Scalability is also one of the challenges that our clients face. Our clients send a lot of data from the node to a beacon and then to the cloud. For instance, the client has 1000 employees, which means that they have 1000 assets to track simultaneously. At some point, while transmitting data, the clients lose location packets. Since we only listen and transmit X/Y location vector back to our gateway, we offer massive scalability.

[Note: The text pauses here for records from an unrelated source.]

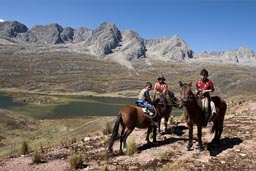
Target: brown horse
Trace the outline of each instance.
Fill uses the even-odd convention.
[[[158,117],[156,115],[155,119],[157,120]],[[121,125],[121,135],[120,135],[120,149],[119,152],[123,153],[122,151],[122,143],[123,147],[126,147],[126,139],[131,134],[131,132],[134,130],[135,127],[137,128],[148,128],[147,131],[147,143],[150,143],[149,141],[149,134],[152,132],[153,129],[153,142],[156,142],[156,126],[151,124],[151,120],[148,115],[146,115],[141,107],[139,106],[132,106],[132,105],[126,105],[122,107],[119,111],[119,114],[117,116],[112,136],[109,141],[109,146],[107,151],[112,152],[113,144],[116,140],[116,137],[118,135],[118,129],[119,125]]]
[[[157,123],[158,133],[161,133],[161,128],[160,128],[161,119],[164,118],[164,131],[166,132],[168,129],[167,123],[171,116],[172,108],[178,107],[178,99],[174,96],[174,93],[168,91],[168,96],[170,98],[170,102],[168,103],[168,101],[166,100],[166,97],[165,97],[165,102],[167,104],[166,107],[164,107],[164,105],[161,103],[156,104],[156,109],[157,109],[157,112],[159,115],[159,119],[158,119],[158,123]],[[160,102],[159,97],[156,97],[155,102]]]
[[[194,95],[191,90],[192,83],[186,84],[180,82],[180,98],[181,105],[184,106],[184,116],[187,121],[189,128],[189,142],[187,150],[192,148],[192,138],[193,138],[193,124],[197,125],[197,137],[198,137],[198,150],[202,151],[202,125],[203,125],[203,110],[200,105],[200,99]],[[224,116],[227,109],[227,104],[218,96],[211,97],[211,100],[216,106],[217,114],[213,121],[212,133],[215,132],[213,143],[218,143],[223,131]]]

Erik: Every tag is going to have a Bluetooth radio. The processor that’s running that Bluetooth stack has some extra resources available. So, the only processing resources we’re using for our solution are those extra resources not being taken by the Bluetooth radio. In a typical architecture, anchor beacons are much more complicated. These beacons either go on a wall or a ceiling as they have to listen to the tag information. All the packets go back to the cloud for processing. So, in a typical system, a tag sends out one packet detected by 25 beacons which goes to the cloud and then comes back. In total, 50 transfers take place from that one broadcast in our architecture. In our architecture, the fixed beacons functionality is very simple; all they have to do is send out advertising packets. Our tags, on the other hand, hear it, calculate a position and send a single packet X/Y to a gateway. Thus, the reduction in traffic tends to be around 50 to 1, and we can scale much better compared to our competitors. The reduced traffic along with the removal of a required round-trip transfers to the cloud (required by other systems) also results in a greatly reduced attack surface for hackers, meaning the system provides a big security advantage.
Please share a customer success story with us.
Drake: A couple of large pharma companies wanted to use location as input for tracking employees and tools that they use. Our clients wanted to figure out two things. First, they wanted to figure out the movement of fixed assets. The second was the analysis of the movement of the assets. We have unique motion expertise using inertial sensors and embedded the software IP into the custom application for our clients. For instance, if the client wanted to do geofencing for elderly people, along with CloudNav can customize a solution for that specific vertical. The same strategy can be utilized for any of the larger deployment and our company is already set up to do custom consulting work for our customers.
What does the future hold for CloudNav?
Drake: We are bringing our multiple version tag-based solutions to production with our partners. Working with our partners, we already have four pretty significant engagements. If we talk about Johnson Controls, they have thousands of salespeople, and they are waiting for us to scale up. In the next six months, we will be doing integration testing with multiple partners and end customers. In 2020, we will ramp up the revenue of our location product lines.